Bolivian woman, Julia Flores Colque at nearly 118 years old is regarded as the oldest person in the world- but what’s her secret?
Local reports have told of a nearly 118 year old Bolivian woman as being the oldest human being (alive) in the world.
Born October 26, 1900 and aged 117 and 10 months old (according to her national identity card) Julia Flores Colque is thought to be the oldest woman in the Andean nation and perhaps the oldest living person in the world.
Despite Colque’s staggering and purported age, the Guiness World Records has told of not having received an application for the elderly woman. A point of reference that has left Flores Colque nonplussed as her record has not been confirmed.
To boot, the woman who still sings in her indigenous Quechua tongue has not even heard of the reference book.
In her long life, the Bolivian woman who hails from the rural town of Sacaba has witnessed two world wars, local revolutions and the transformation of her home town from having a population of 3,000 people to a bustling city of more than 175,000 in five decades.
When not singing or strumming on her tiny Andean guitar known as the charango, Flores Colque enjoys the company of her dogs, cats and chickens. She is lucid and full of life, and she loves a good cake (but how much sugar?) and singing folkloric songs in Quechua to anyone who comes to visit the dirt-floor adobe home she shares with her 65-year-old grand-niece, Agustina Berna.
Explained Flores Colque to reporters, ‘If you would have told me you were coming, I’d have remembered all the songs.’
Growing up, the now-centenarian herded sheep and llamas in the Bolivian highlands until she moved in her teenage years to a valley, where she began selling fruits and vegetables.
The produce became her main source of sustenance, and she still maintains a healthy diet though she does indulge in the occasional cake and glass of soda. She never married and has no children – which might say something about dealing with stress and heartache or the absence of familial love.
The previously world’s oldest person, a 117-year-old Japanese woman, died earlier this year. Nabi Tajima was born on August 4 1900. Her passing apparently leaves Ms Flores Colque as the world’s oldest living person.

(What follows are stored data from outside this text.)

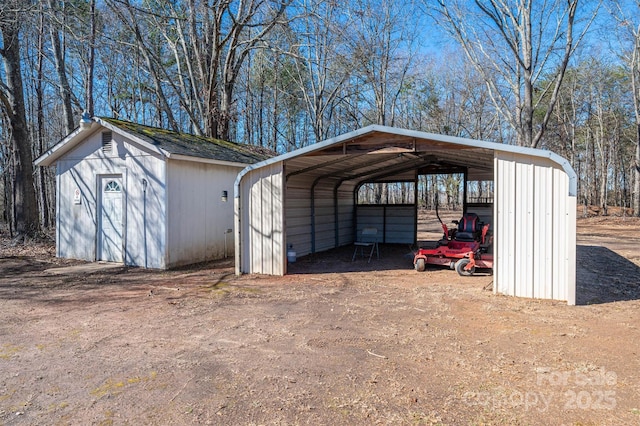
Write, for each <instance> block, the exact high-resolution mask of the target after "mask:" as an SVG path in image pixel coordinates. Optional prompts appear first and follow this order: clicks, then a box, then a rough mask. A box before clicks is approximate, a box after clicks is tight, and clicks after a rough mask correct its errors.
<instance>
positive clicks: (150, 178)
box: [56, 132, 166, 268]
mask: <svg viewBox="0 0 640 426" xmlns="http://www.w3.org/2000/svg"><path fill="white" fill-rule="evenodd" d="M101 135H102V132H96V133H94V134H92V135H90V136H89V137H88V138H87V140H86V141H84V142H83V143H82V144H80V145H78V147H77V148H76V149H74V150H72V151H70V152H69V153H67V154H65V155H64V156H63V157H61V158H60V160H59V161H58V163H57V174H58V177H57V183H58V192H57V201H56V204H57V212H58V214H57V230H56V232H57V242H56V244H57V254H58V256H60V257H65V258H73V259H83V260H88V261H93V260H95V258H96V253H95V250H96V232H97V226H98V221H97V213H96V212H97V208H98V200H99V195H100V194H99V193H98V192H97V191H98V190H99V188H98V184H97V182H98V179H99V176H101V175H121V176H122V183H123V190H124V196H125V213H124V217H123V220H124V221H125V234H124V238H123V245H124V247H123V249H124V253H123V254H124V262H125V263H126V264H127V265H136V266H145V256H146V258H147V262H146V266H147V267H150V268H165V267H166V265H165V256H164V249H165V207H164V206H165V204H164V203H165V189H166V188H165V183H164V179H163V176H164V172H163V170H164V161H163V160H162V159H160V158H158V157H157V156H154V155H150V154H148V153H146V152H144V151H142V150H140V149H137V148H135V147H134V146H133V145H132V144H131V143H130V141H128V140H126V139H124V138H123V137H122V136H120V135H118V134H115V133H114V134H113V137H114V144H113V150H112V151H111V152H109V153H104V152H103V151H102V137H101ZM143 178H145V179H147V182H148V186H147V197H146V215H147V228H146V230H147V239H146V245H145V238H144V230H145V227H144V218H143V216H144V214H145V211H144V203H143V201H144V193H143V187H142V179H143ZM76 189H79V190H80V193H81V201H80V204H75V203H74V200H73V198H74V192H75V190H76Z"/></svg>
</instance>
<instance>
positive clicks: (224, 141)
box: [35, 117, 277, 166]
mask: <svg viewBox="0 0 640 426" xmlns="http://www.w3.org/2000/svg"><path fill="white" fill-rule="evenodd" d="M93 122H94V123H93V124H92V128H91V129H90V130H87V131H86V132H88V133H85V131H83V130H82V129H80V128H77V129H76V130H74V131H73V132H72V133H71V134H69V135H68V136H67V137H66V138H64V139H63V140H61V141H60V142H58V143H57V144H56V145H54V146H53V147H51V148H50V149H49V150H47V152H45V153H44V154H43V155H42V156H41V157H40V158H38V159H37V160H36V162H35V164H36V165H42V166H48V165H50V164H53V163H54V162H55V161H57V160H58V159H59V158H60V157H61V156H62V155H64V154H65V153H67V152H69V151H70V150H71V149H73V148H74V147H75V146H77V145H78V144H80V143H81V142H82V141H83V140H84V139H85V138H86V135H87V134H90V133H91V132H94V131H96V130H97V128H98V127H99V126H98V125H100V126H102V127H105V128H108V129H110V130H112V131H114V132H117V133H119V134H122V135H124V136H126V137H128V138H129V139H131V140H133V141H136V142H138V143H140V144H141V145H142V146H144V147H146V148H147V149H149V150H151V151H154V152H158V153H160V154H161V155H162V156H164V157H166V158H179V159H184V160H193V161H198V160H213V161H216V162H223V163H235V164H253V163H257V162H259V161H263V160H266V159H268V158H270V157H273V156H274V155H277V154H276V153H275V152H273V151H271V150H269V149H266V148H263V147H260V146H255V145H247V144H240V143H235V142H228V141H223V140H220V139H214V138H207V137H204V136H196V135H192V134H188V133H178V132H173V131H170V130H166V129H160V128H157V127H151V126H145V125H142V124H137V123H132V122H129V121H124V120H117V119H115V118H105V117H94V118H93Z"/></svg>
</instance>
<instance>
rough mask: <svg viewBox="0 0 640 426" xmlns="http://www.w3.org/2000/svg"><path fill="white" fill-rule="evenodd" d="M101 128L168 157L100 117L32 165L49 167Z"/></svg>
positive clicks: (67, 136)
mask: <svg viewBox="0 0 640 426" xmlns="http://www.w3.org/2000/svg"><path fill="white" fill-rule="evenodd" d="M101 128H107V129H109V130H111V131H112V132H114V133H118V134H120V135H124V136H125V137H127V138H128V139H129V140H131V141H133V142H135V143H136V144H138V145H140V146H141V147H142V148H143V149H145V150H146V151H149V152H152V153H157V154H159V155H160V156H162V157H164V158H168V157H169V153H168V152H166V151H164V150H163V149H162V148H160V147H157V146H155V145H153V144H150V143H149V142H147V141H145V140H143V139H141V138H139V137H137V136H136V135H134V134H131V133H129V132H127V131H126V130H124V129H122V128H120V127H117V126H114V125H112V124H111V123H109V122H107V121H105V120H102V119H100V117H93V118H92V119H91V125H90V126H89V127H87V128H82V127H77V128H76V129H75V130H74V131H73V132H71V133H70V134H69V135H68V136H67V137H65V138H64V139H62V140H61V141H60V142H58V143H57V144H55V145H54V146H52V147H51V148H49V149H48V150H47V151H46V152H45V153H44V154H42V155H41V156H40V157H38V158H37V159H36V160H35V162H34V164H35V165H36V166H50V165H53V164H55V162H56V161H58V160H59V159H60V157H62V156H63V155H65V154H66V153H68V152H70V151H72V150H73V149H74V148H75V147H77V146H78V145H80V143H82V142H83V141H84V140H85V139H87V137H89V136H91V135H92V134H94V133H95V132H97V131H99V129H101ZM185 157H186V156H185Z"/></svg>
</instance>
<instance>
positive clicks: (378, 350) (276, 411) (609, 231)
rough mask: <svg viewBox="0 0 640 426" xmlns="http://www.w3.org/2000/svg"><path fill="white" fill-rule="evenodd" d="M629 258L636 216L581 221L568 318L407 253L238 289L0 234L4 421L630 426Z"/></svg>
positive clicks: (1, 344) (295, 263) (279, 277)
mask: <svg viewBox="0 0 640 426" xmlns="http://www.w3.org/2000/svg"><path fill="white" fill-rule="evenodd" d="M638 247H640V222H639V221H638V220H637V219H630V218H626V219H625V218H616V217H607V218H589V219H580V220H579V225H578V253H577V257H578V271H577V277H578V278H577V281H578V289H577V295H578V306H567V305H566V304H565V303H562V302H553V301H540V300H529V299H519V298H512V297H506V296H499V295H494V294H493V293H492V291H490V289H491V284H492V277H491V275H479V276H474V277H459V276H458V275H457V274H456V273H455V272H454V271H450V270H445V269H437V268H430V269H427V271H426V272H422V273H419V272H416V271H414V270H413V269H412V264H411V254H410V250H409V248H408V247H404V246H386V245H383V246H382V247H381V253H380V259H374V260H373V261H372V262H371V263H370V264H367V262H366V260H363V259H362V258H358V259H357V260H356V261H355V262H351V255H352V249H351V248H349V247H346V248H343V249H340V250H335V251H333V252H331V253H328V254H323V255H322V256H320V255H317V256H308V257H306V258H301V259H298V261H297V262H296V263H295V264H292V265H291V266H290V274H289V275H287V276H285V277H265V276H241V277H236V276H235V275H233V264H232V261H230V260H228V261H219V262H214V263H210V264H206V265H199V266H197V267H191V268H188V269H181V270H173V271H168V272H159V271H145V270H142V269H136V268H125V267H120V266H115V267H113V266H111V267H96V265H92V264H88V265H87V264H83V263H81V262H77V261H69V260H62V259H56V258H55V257H53V248H52V246H51V244H34V243H29V244H27V245H23V244H16V243H15V242H12V241H9V240H7V239H6V238H5V239H3V240H2V242H1V245H0V424H6V425H13V424H32V425H36V424H37V425H41V424H103V425H107V424H136V425H137V424H233V425H236V424H313V425H319V424H570V425H600V424H606V425H623V424H640V330H639V326H640V253H639V252H638ZM102 266H109V265H102Z"/></svg>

Birth certificates did not exist in Bolivia until 1940, and births previously were registered with baptism certificates provided by Roman Catholic priests. Ms Flores Colque’s national identity card, however, has been certified by the Bolivian government.
Her longevity is striking in Bolivia, which still has one of South America’s highest levels of mortality, according to the UN’s Economic Commission for Latin America and the Caribbean.
The Sacaba mayor’s office has named Ms Flores Colque a living heritage. The office and a private foundation have improved her home, building a brick path where she walks, and a shower and toilet with a railing so the centenarian can safely make her way to the bathroom at night.
Which is to suggest a caring community and local foundations have come to the elderly woman’s aid and enabled her to maintain a sane sense of mind and the faculties of being.
Just a few years ago, she still walked briskly. But then she fell and hurt her back, with a local doctor saying she would never walk again. She proved the doctor wrong.